Indeed, the heart of her dating advice—“find someone who cherishes you”—was for Zurra just another series of words to say. First, the absurdity of going out and “finding someone who cherishes you,” as though it was like finding a nice handbag—and secondly, she couldn’t really say—could she?—what being cherished felt like. The charm and kindness and indulgence she experienced from her parents, Pastor Bunche, and all their arcane circle: was that being cherished? Or could she go so far as to say the worship she felt from them was—love? Love. She, the expert, could tell you exactly what love was—but if it was the longed-for, transformative, and sustaining emotion she had learned it to be—where was it?
Though all the experiences of her life, the conditioning, the reinforcement, the rewards, were a mighty force preventing it, as she approached twenty she began to be aware of an uneasiness long buried within her, and now trying to peck through its shell: a sense of a disconnect between what things claimed to be, and what they really were. Something in the expressions of her parents and their associates often lagged just a fraction of a second in returning from something else to their habitual adoration. What did that mean? What something else? Why had she never studied or been coached on something else’s? And how was it she had never really felt any of the things she was so good at singing the praises of? And what about that glimpse into something hollow in her mother, hollower in her father, hollower still in Pastor Bunche—so fleeting you could persuade yourself you hadn’t seen it, though you had? Knowing something and not saying it. The feeling terrified her because of the suggestion of another person she might have been but didn’t have the courage to try to be.
Only once, briefly, had an impulse surged up within her, thrilling and terrifying, with the question “what do I do now?”—but her refusal to face it killed her Siddhartha moment, the madness of flight from perfect and special to whatever perfect and special weren’t. It was like being at the mouth of some dreadful cave. She had no way to deal with such things! She would not go down there! Positive self-image!
Not long after, she began to feel the pull of the approach of her twenty-first birthday.
She knew something special was planned—beyond special—she had sensed it in a thousand ways—an excited anticipation which in a lifetime of sensations she had never felt before. Curiosity wins the day.

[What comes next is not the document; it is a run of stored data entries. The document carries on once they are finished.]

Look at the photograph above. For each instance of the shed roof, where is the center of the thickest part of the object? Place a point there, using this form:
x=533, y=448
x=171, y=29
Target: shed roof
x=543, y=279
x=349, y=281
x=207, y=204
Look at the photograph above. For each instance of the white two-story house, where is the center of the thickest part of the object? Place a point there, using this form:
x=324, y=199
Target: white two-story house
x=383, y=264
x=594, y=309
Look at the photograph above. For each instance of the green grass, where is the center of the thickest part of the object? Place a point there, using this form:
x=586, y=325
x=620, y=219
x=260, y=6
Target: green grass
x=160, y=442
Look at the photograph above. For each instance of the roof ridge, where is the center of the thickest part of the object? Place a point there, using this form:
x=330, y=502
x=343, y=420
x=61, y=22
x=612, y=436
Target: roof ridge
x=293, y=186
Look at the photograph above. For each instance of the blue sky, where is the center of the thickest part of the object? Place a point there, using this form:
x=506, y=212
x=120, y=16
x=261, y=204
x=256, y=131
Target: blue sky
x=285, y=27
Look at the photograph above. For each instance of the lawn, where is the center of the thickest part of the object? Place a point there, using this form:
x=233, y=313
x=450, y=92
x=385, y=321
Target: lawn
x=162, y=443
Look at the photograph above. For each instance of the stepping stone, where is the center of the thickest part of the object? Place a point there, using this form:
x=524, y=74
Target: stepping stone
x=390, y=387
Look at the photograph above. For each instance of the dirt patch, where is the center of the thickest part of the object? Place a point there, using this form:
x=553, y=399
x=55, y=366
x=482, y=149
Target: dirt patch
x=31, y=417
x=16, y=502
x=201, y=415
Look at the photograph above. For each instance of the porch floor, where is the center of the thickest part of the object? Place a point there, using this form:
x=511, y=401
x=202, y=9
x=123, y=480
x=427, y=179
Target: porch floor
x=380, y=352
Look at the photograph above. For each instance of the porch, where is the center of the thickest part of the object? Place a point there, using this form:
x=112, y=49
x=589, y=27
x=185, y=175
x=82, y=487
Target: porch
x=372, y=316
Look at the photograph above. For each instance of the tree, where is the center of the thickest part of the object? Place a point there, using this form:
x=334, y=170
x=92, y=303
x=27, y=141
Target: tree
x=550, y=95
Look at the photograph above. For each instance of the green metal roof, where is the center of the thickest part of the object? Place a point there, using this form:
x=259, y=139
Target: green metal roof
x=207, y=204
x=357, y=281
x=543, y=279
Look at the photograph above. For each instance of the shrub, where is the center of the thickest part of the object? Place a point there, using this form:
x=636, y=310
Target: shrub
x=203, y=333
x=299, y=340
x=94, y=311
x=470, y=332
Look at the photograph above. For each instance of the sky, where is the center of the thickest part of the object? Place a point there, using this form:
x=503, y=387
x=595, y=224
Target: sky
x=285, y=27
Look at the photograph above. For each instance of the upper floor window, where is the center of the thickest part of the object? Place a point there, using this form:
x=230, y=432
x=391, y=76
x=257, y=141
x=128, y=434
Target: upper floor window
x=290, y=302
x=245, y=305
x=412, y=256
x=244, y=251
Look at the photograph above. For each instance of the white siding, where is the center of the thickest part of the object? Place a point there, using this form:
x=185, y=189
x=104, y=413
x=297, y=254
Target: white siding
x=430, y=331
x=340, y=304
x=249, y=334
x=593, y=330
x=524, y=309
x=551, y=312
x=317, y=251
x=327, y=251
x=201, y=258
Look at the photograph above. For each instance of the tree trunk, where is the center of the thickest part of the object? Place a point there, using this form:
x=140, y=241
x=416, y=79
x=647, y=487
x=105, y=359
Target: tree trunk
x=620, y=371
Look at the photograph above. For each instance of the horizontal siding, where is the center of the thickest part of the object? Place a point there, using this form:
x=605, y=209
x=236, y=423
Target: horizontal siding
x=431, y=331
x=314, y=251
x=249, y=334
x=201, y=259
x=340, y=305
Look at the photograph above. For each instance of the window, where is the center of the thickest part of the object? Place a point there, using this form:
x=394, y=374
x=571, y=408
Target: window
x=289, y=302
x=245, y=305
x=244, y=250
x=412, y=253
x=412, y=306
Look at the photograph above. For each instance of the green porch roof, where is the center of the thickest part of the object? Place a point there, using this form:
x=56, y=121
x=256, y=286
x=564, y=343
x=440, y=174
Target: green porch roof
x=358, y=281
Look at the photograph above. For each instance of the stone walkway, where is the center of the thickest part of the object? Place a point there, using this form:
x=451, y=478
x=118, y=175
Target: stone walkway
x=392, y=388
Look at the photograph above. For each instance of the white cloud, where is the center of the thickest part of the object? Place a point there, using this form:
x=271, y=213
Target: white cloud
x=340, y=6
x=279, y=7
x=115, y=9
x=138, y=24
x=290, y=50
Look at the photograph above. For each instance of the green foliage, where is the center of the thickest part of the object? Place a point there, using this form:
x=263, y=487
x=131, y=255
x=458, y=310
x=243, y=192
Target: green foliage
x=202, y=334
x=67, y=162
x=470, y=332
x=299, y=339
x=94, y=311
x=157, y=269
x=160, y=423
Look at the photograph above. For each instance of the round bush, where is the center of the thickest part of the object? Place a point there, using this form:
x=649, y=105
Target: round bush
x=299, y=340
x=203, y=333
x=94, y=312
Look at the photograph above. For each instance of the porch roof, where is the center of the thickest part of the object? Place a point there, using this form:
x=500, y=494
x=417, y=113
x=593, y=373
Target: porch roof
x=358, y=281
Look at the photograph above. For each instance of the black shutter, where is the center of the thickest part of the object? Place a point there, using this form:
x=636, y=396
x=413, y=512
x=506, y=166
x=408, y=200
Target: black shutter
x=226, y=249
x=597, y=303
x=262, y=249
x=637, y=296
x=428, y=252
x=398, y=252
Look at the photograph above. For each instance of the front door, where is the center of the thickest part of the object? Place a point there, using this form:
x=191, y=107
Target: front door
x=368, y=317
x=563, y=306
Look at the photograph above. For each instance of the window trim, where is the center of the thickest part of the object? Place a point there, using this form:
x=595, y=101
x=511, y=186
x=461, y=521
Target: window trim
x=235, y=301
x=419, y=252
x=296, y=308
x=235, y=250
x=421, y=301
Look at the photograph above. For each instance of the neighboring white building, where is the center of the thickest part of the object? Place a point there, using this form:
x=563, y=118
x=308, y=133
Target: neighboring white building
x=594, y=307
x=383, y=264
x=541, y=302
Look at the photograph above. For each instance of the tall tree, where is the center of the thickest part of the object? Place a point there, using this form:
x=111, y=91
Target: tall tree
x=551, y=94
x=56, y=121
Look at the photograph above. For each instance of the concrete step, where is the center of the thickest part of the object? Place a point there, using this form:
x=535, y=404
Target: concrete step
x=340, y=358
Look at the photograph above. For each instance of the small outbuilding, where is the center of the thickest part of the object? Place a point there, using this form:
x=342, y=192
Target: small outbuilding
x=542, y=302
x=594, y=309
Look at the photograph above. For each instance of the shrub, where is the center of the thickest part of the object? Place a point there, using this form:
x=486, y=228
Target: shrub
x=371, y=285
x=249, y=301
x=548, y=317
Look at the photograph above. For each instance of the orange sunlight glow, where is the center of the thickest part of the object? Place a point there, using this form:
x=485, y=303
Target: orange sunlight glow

As always, paparazzi and starstruck lookers-on lined the streets as her mother took her out to be fitted with the gown she would wear to the whispered-about Big Event. When the woman in the small shop, closed to other clientele, brought it out, Zurra gave herself over to the dopamine hit at the sight of the stunning garment. She slipped it on, cut exactly for her shape, and shimmering with a quality that could only be described as celestial, and she knew she had no way to be anything else.
“You look beautiful,” said her mother. “Perfect.”
* * *
A week later, a restless throng buzzing like a hive outside the temple and a formal retinue lining the long hallway within, Zurra moved like a vision, in but not of, their midst, toward the double doors, fully absorbed in the anticipation of what awaited her beyond.
As the doors opened and with a nod from her father she stepped into the room, she had no way to interpret the looks on the faces of the people standing there, nor to understand the elegant robe of Pastor Bunche, standing behind a table covered with a white linen ceremonial cloth.
And, above all, she had no way to interpret the strangeness in his unsmiling eyes as he spread his arms and said, “Behold the perfect one, who atones for the sins of all.”